Qatar is thus facing a new reality where Asian importers now have more options, whilst low prices and more supplies in Europe mean that Qatar will need to offer more flexible contracts, it said.
However, in some of these key importing countries, its exports have diversified, with the number of Qatari LNG importers tripling from eight in 2007 to 24 in 2015. In Asia, its share of imports into China and Taiwan has increased modestly.
In India, LNG traded close to Japanese prices at $4.9/mmBtu prompting the amendment to Qatari export terms and the provision of cheaper gas – down to $6-7/mmBtu this year from $9.2mmBtu in 2015.
As part of the deal, Petronet – set up by the Indian government to import LNG – agreed to import an additional 1.3bcma from RasGas.
Finding that Qatar is also keen to increase its presence in Europe by offering more flexible terms; Apicorp said Qatargas 3 – a joint venture among Qatar Petroleum, ConocoPhillips and Mitsui – will deliver 1.5bcma to RWEST in North West Europe over seven and a half years.
Separately, RasGas, which already provides UK-based EDF with 11bcma, signed an agreement to supply their new import terminal in Dunkirk with 2.7bcma. Higher exports in 2015 to Europe increased Qatar’s market share in the region by 3.3% year on year (y-o-y).
Qatar also brokered a four-year deal earlier this year to supply Kuwait with 0.7bcma from March. Recently, Qatar Petroleum (QP) signed a deal with Abu Dhabi National Oil Company to enhance supplies to the UAE via the Dolphin pipeline. Furthermore, QP has taken advantage of its domestic joint ventures to forge their first major foreign partnership with ExxonMobil, and their interest to purchase shares in both Mozambique and Egypt’s Zohr field.

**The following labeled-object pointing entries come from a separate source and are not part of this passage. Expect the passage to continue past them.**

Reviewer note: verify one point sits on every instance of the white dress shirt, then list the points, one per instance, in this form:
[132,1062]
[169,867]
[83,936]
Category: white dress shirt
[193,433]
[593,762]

Qatar’s ability to offer more competitively priced contracts ensures a steady stream of revenue, Apicorp said, adding at present, more than 80% of its production is committed for 2016-20 as part of supply purchase agreements, securing revenue stability.
“Going forward, a key decision for Qatar is whether to maintain the existing moratorium on the North field, and develop new LNG projects. But this depends on global fundamentals and hinges primarily on the level of US exports and the extent to which Chinese demand grows,” the report said.
The LNG outlook appears to be “soft” over the medium term, which perhaps may not be the best time for new Qatari supplies to enter the market. In the event that the moratorium is lifted, Qatar will have to consider the costs associated with upstream projects and current liquefaction trains before developing new LNG projects, it said.
“Qatar can act strategically and increase its supplies, which will depress global LNG prices further and slow the development of new LNG capacity elsewhere; but if it goes down this route, it may have to endure a period of low prices for several years. Either way, the country is well positioned given its $250bn sovereign wealth funds, and its low production costs would keep it competitive,” it said.